Karen Weinbaum

Ph.D. Candidate

Office: 5048 Valley Life Science Building
Phone: (510) 643-1227
Mailing address: 137 Mulford Hall #3114 University of California
Berkeley, CA 94720-3114

Research Interests

Bushmeat hunterThe concept of “sustainability” remains notoriously difficult to operationalize, although the general consensus includes societal, environmental, and economic considerations. A problem remains in that most practitioners are trained in only one of these disciplines, coloring the way a sustainability problem is assessed and policy recommendations are formulated. Wildlife hunting (“bushmeat hunting”) for human consumption and income is a prominent example of the complex interactions of social, environmental and economic factors, and which has traditionally been examined from a single (conservation) perspective. Wildlife hunting is regarded as the most geographically widespread form of resource extraction in tropical forests. In the Congo Basin of central Africa, millions of people rely on wildlife as a significant source of animal protein and income. Yet at the same time, scientific estimates suggest that as much as 60% of mammalian species are being harvested unsustainably. What this means, in practical terms, is that unsustainable hunting is threatening many of these species with local and global extinctions in the coming decades, which in turn undermines rural people’s food security and livelihoods. The search for sustainable solutions to this problem must inevitably involve a highly interdisciplinary approach.

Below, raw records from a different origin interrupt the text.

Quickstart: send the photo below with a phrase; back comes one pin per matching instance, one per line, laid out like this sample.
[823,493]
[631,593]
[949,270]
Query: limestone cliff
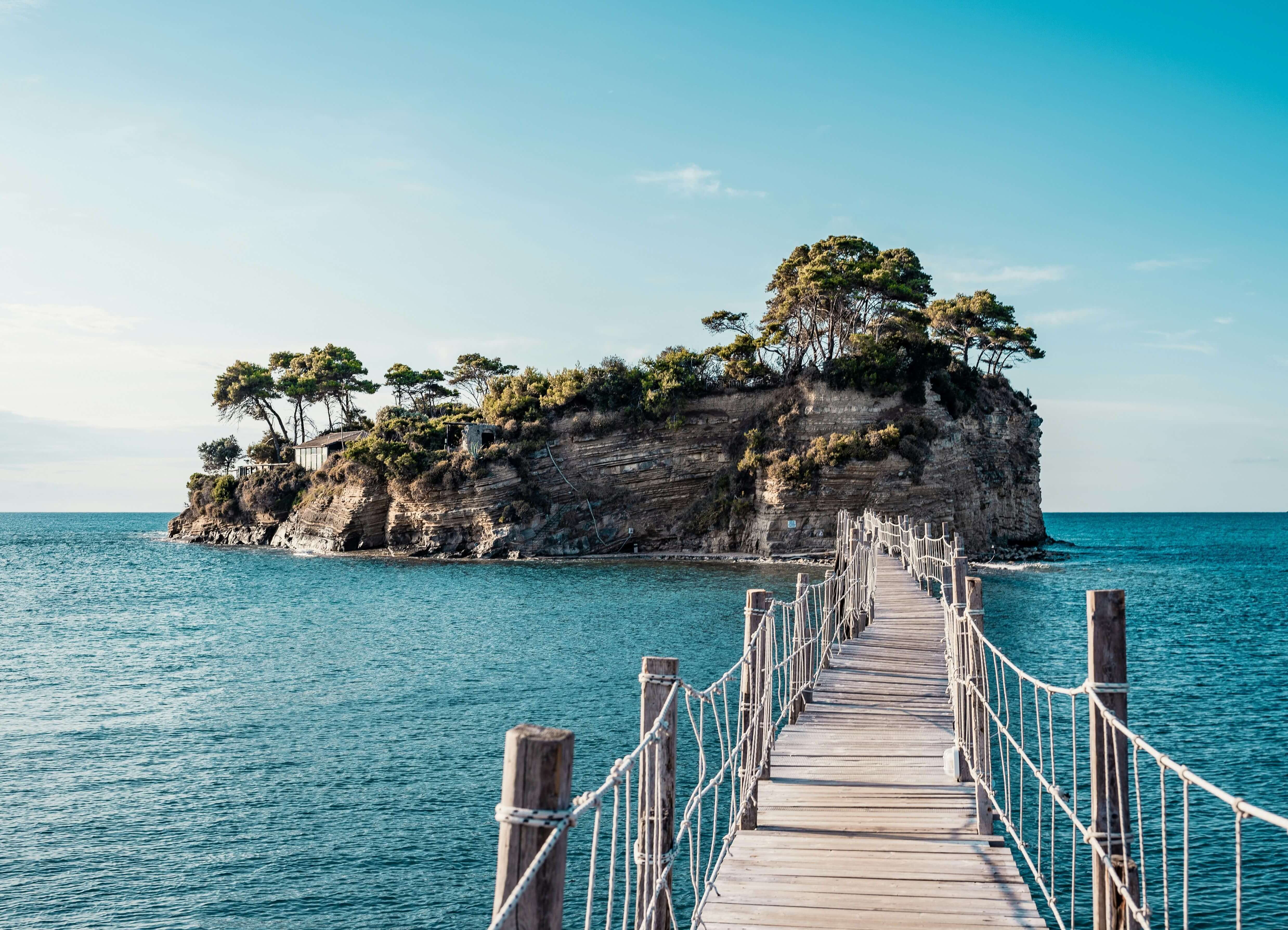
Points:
[666,487]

My research addresses this complexity in the following ways:

  1. An investigation of the methods traditionally used in measuring the sustainability of wildlife harvesting and an evaluation of the underlying assumptions in these models.
  2. The use of socioeconomic surveys in a gradient of rural to urban households for a better understanding of the spatial distribution of wildlife resource use and dependence in rural central African forest communities.
  3. The application of source-sink theory in the spatial modeling of wildlife extraction zones and implications for species conservation and rural livelihoods.